Beitragsart: Nachricht
Sprache: deutsch
Redaktionsbereich: Politik/Info
Entstehung

AutorInnen: Falk Schlegel
Radio: LOHRO, Rostock im www
Produktionsdatum: 12.05.2006
keine Linzenz
Skript
Wie jüngst in Potsdam offenkundig wurde verschärft sich das Problem des gewalttätigen Rechtsradikalismus auf der Strasse. Angeheizt wird diese Gewalt auch durch Verharmlosungen und revisionistische Debatten in Parlamenten. Der stellvertretende Vorsitzende der sächsischen NPD-Landtagsfraktion, Uwe Leichsenring, wünschte sich am Donnerstag Sonderzüge für den Abtransport politischer Gegner. Auf den Zwischenruf "Es gab schon mal Sonderzüge" antwortete Leichsenring: "Ja, ja, manchmal wünscht man sie sich wieder, wenn ich manche so sehe". Gemeint waren also Deportationen nach Art des NS-Regimes, das Millionen Menschen auf dem Schienenweg in Vernichtungslager schickte.

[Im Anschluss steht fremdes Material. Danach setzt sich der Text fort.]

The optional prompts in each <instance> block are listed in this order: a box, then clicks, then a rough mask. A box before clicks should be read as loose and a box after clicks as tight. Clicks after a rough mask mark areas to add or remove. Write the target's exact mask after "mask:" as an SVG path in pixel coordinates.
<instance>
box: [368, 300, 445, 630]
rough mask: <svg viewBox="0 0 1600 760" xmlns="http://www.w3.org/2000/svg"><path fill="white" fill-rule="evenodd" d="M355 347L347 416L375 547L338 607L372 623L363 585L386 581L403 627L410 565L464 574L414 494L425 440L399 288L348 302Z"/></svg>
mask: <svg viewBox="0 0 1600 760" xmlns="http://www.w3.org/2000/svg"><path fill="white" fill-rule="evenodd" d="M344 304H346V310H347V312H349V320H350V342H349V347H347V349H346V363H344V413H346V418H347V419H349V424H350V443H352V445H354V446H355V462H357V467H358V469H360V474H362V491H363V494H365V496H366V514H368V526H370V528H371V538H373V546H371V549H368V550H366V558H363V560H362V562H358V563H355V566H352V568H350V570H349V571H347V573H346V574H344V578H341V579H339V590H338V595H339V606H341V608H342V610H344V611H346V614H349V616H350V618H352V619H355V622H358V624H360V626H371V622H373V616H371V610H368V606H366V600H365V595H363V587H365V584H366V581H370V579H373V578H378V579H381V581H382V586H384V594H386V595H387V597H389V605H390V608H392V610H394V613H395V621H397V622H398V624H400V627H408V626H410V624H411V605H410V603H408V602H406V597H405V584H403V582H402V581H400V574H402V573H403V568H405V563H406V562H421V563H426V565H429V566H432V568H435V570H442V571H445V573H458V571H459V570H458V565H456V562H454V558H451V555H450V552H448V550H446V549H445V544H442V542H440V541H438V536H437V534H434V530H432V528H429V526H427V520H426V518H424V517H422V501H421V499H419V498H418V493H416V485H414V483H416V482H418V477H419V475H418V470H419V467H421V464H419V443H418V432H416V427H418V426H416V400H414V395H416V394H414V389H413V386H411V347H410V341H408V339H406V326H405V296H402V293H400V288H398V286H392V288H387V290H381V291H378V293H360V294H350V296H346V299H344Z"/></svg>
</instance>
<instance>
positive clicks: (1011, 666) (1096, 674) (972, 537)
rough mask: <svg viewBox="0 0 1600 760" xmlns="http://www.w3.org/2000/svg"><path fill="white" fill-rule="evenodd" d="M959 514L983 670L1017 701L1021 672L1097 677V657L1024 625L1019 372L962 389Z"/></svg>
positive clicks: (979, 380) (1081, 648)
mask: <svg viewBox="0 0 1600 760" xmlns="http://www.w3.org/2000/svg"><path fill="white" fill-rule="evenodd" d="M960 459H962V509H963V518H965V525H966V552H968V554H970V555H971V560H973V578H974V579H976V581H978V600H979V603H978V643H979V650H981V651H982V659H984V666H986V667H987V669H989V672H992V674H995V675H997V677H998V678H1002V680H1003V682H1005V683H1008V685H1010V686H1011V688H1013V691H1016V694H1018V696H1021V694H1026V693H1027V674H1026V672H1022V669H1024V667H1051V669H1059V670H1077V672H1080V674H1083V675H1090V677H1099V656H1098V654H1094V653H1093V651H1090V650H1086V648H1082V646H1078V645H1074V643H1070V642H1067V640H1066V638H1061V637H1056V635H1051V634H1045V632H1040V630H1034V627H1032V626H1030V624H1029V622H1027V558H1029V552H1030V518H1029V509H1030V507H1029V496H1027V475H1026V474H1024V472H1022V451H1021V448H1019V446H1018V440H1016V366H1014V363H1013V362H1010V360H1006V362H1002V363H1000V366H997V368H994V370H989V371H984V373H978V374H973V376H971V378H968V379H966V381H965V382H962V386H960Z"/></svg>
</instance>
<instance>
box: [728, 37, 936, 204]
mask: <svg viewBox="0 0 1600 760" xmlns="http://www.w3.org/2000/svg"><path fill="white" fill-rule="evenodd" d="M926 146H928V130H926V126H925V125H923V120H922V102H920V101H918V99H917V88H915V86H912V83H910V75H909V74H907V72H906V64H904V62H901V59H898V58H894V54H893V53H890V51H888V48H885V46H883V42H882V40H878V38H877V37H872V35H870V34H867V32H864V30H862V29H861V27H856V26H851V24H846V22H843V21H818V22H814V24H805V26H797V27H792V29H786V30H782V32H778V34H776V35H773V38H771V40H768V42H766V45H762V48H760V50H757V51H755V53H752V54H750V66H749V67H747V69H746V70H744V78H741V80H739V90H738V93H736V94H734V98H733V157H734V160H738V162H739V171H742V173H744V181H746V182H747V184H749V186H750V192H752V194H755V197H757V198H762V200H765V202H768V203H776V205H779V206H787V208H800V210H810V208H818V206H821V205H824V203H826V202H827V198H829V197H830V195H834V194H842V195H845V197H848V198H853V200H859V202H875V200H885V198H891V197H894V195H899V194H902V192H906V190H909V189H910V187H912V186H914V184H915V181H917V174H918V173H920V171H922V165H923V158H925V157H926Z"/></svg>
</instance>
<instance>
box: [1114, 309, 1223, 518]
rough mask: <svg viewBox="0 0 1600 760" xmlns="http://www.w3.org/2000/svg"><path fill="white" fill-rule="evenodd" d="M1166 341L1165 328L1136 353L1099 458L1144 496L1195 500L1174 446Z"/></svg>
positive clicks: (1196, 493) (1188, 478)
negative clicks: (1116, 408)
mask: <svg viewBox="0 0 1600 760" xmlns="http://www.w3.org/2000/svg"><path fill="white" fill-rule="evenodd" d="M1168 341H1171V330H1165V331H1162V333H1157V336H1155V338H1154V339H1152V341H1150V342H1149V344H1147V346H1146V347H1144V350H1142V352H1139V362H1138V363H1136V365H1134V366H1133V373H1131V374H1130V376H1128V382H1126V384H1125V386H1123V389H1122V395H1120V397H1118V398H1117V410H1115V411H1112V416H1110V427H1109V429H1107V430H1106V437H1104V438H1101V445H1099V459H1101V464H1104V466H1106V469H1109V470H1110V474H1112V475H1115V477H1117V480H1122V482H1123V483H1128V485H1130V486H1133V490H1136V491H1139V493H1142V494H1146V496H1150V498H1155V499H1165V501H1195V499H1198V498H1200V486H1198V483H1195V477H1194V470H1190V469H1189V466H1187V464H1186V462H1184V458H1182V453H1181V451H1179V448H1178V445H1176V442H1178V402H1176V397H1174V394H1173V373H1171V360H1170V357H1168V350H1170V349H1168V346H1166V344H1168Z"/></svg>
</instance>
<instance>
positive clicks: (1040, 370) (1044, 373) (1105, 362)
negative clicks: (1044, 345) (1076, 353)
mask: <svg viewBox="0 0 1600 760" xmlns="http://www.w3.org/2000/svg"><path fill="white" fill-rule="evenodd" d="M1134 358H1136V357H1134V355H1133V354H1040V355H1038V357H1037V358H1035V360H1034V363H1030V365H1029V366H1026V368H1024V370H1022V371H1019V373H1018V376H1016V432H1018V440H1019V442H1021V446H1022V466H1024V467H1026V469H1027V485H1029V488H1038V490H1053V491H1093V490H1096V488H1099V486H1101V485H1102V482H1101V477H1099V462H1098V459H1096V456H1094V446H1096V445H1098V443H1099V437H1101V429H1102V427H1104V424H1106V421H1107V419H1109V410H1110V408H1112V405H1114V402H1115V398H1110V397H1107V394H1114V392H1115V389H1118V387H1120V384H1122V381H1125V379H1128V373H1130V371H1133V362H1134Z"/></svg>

Konsequenzen aufgrund mutmaßlicher Volksverhetzung wird es wohl aber nicht geben. Die vom sächsischen Landtagspräsidenten verhängten Sanktionen gegen den Abgeordneten beschränken sich auf den Ausschluss von drei Parlamentssitzungen; ebenfalls darf er in diesem Zeitraum nicht an Ausschusssitzungen teilnehmen.
Tags zuvor wurde nicht nur der NPD-Landesvorsitzende von M-V, Stefan Köster, er war gleichzeitig Anmelder der bundesweiten Demo seiner Partei am 01.Mai in Rostock, zu einer sechsmonatigen Bewährungsstrafe aufgrund einer Körperverletzung aus einer Parteiversammlung heraus verurteilt. Das deutsche Bundesministerium des Innern hatte auch bekannt gegeben, dass die Zahl politisch motivierter Straftaten mit rechtsextremem Hintergrund im vergangenen Jahr um 27,5 Prozent auf 15.361 stieg. Gewalttaten dieser Szene nahmen im gleichen Zeitraum um 24,3 Prozent auf 1.034 zu. Damit finden in Deutschland täglich drei gewaltsame Übergriffe durch Angehörige des faschistischen Milieus statt. In diesem Sinne ist Deutschland bereits Weltmeister.
Die NPD, die vor eineinhalb Jahren mit fast einem Zehntel der abgegebenen Stimmen in den sächsischen Landtag gewählt worden ist, versteht sich als parlamentarische Speerspitze ihrer außerparlamentarischen Klientel. Die Abgeordneten ließen von Anfang an keinen Zweifel an ihrer Nähe zu NS-Methoden. Im März erklärte ein sächsischer NPD-Parlamentarier auf die Frage, ob sich seine Fraktion von der Ideologie der NSDAP distanziere: Warum sollten wir?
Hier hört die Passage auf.